PARTE 2: Der Gegenstand, den ein Mann verlor… und den ein Kind zurückbrachte, ohne es zu wissen

Der Gegenstand, den ein Mann verlor… und den ein Kind zurückbrachte, ohne es zu wissen

Die Stille fiel plötzlich über den Raum.

Das Lachen verstummte.

Der Mann konnte den Blick nicht von der Uhr abwenden.

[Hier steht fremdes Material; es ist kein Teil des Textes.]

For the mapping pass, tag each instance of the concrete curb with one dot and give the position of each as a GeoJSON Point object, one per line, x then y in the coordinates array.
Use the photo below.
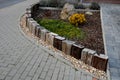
{"type": "Point", "coordinates": [105, 47]}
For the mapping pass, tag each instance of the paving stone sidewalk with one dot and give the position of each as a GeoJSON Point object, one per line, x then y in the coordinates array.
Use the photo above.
{"type": "Point", "coordinates": [22, 60]}
{"type": "Point", "coordinates": [111, 30]}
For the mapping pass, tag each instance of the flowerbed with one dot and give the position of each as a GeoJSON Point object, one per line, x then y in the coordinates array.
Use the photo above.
{"type": "Point", "coordinates": [62, 28]}
{"type": "Point", "coordinates": [92, 28]}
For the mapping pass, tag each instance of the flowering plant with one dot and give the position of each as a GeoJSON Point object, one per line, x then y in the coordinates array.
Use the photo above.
{"type": "Point", "coordinates": [77, 19]}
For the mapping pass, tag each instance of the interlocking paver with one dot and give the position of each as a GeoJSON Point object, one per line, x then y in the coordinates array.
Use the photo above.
{"type": "Point", "coordinates": [111, 27]}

— Wo hast du sie gefunden? — fragte er.

Der Junge senkte seine Hand nicht.

— Meine Mama hat sie mir gegeben.

Pause.

— SIE SAGTE, WENN ICH DICH EINES TAGES FINDE… SOLL ICH SIE DIR ZURÜCKGEBEN.

Die Luft wurde schwer.

Der Mann trat einen Schritt zurück.

— Diese Uhr… ich habe sie vor Jahren verloren.

Seine Stimme zitterte.

— An dem Tag, als sie gegangen ist.

Stille.

Der Junge legte den Kopf leicht schief.

— MEINE MAMA SAGT, DASS SIE NICHT GEGANGEN IST.

Die Worte trafen ihn.

Hart.

Direkt.

— Wie heißt deine Mutter?

Der Junge zögerte.

— Sie sagte, ich soll es nicht sagen… außer du fragst danach.

Stille.

DER MANN ATMETE KAUM NOCH.

— Ich frage danach.

Der Junge sah ihm direkt in die Augen.

Und sagte den Namen.

Die Welt blieb stehen.

Der Mann schloss die Augen.

— Nein…

Seine Stimme brach.

— DAS KANN NICHT SEIN…

Er erinnerte sich an diese Nacht.

Den Streit.

Die zuschlagende Tür.

Und die Stille danach.

— Sie ist gegangen… — flüsterte er.

Der Junge schüttelte langsam den Kopf.

— Nein.

Pause.

— Sie hat sich versteckt.

Der Mann riss die Augen auf.

— Warum?

Der Junge senkte die Stimme.

— Weil sie sagte, dass du aufgehört hast, sie zu sehen.

Stille.

Schwer.

Unumkehrbar.

— Und dass du angefangen hast, nur noch das Geld zu sehen.

Der Mann blickte sich um.

Luxus.

Menschen.

Fassaden.

Alles, was er aufgebaut hatte.

— Sie sagte, eines Tages würdest du dich erinnern — fuhr der Junge fort.

Pause.

— Und dann würdest du mich finden.

Der Mann bewegte sich nicht mehr.

— Mich?

Der Junge nickte.

— Weil ich das Einzige bin, das sie zurückgelassen hat.

Stille.

Lang.

Echt.

Der Mann sah auf die Uhr.

Dann auf den Jungen.

Und in diesem Moment…

verstand er alles.

— Wenn das wahr ist…

Seine Stimme zitterte.

— Dann…

ER KONNTE DEN SATZ NICHT BEENDEN.

Denn das bedeutete nur eines:

Er hatte nicht nur sie verloren…

sondern auch sich selbst.

Der Junge machte einen kleinen Schritt nach vorne.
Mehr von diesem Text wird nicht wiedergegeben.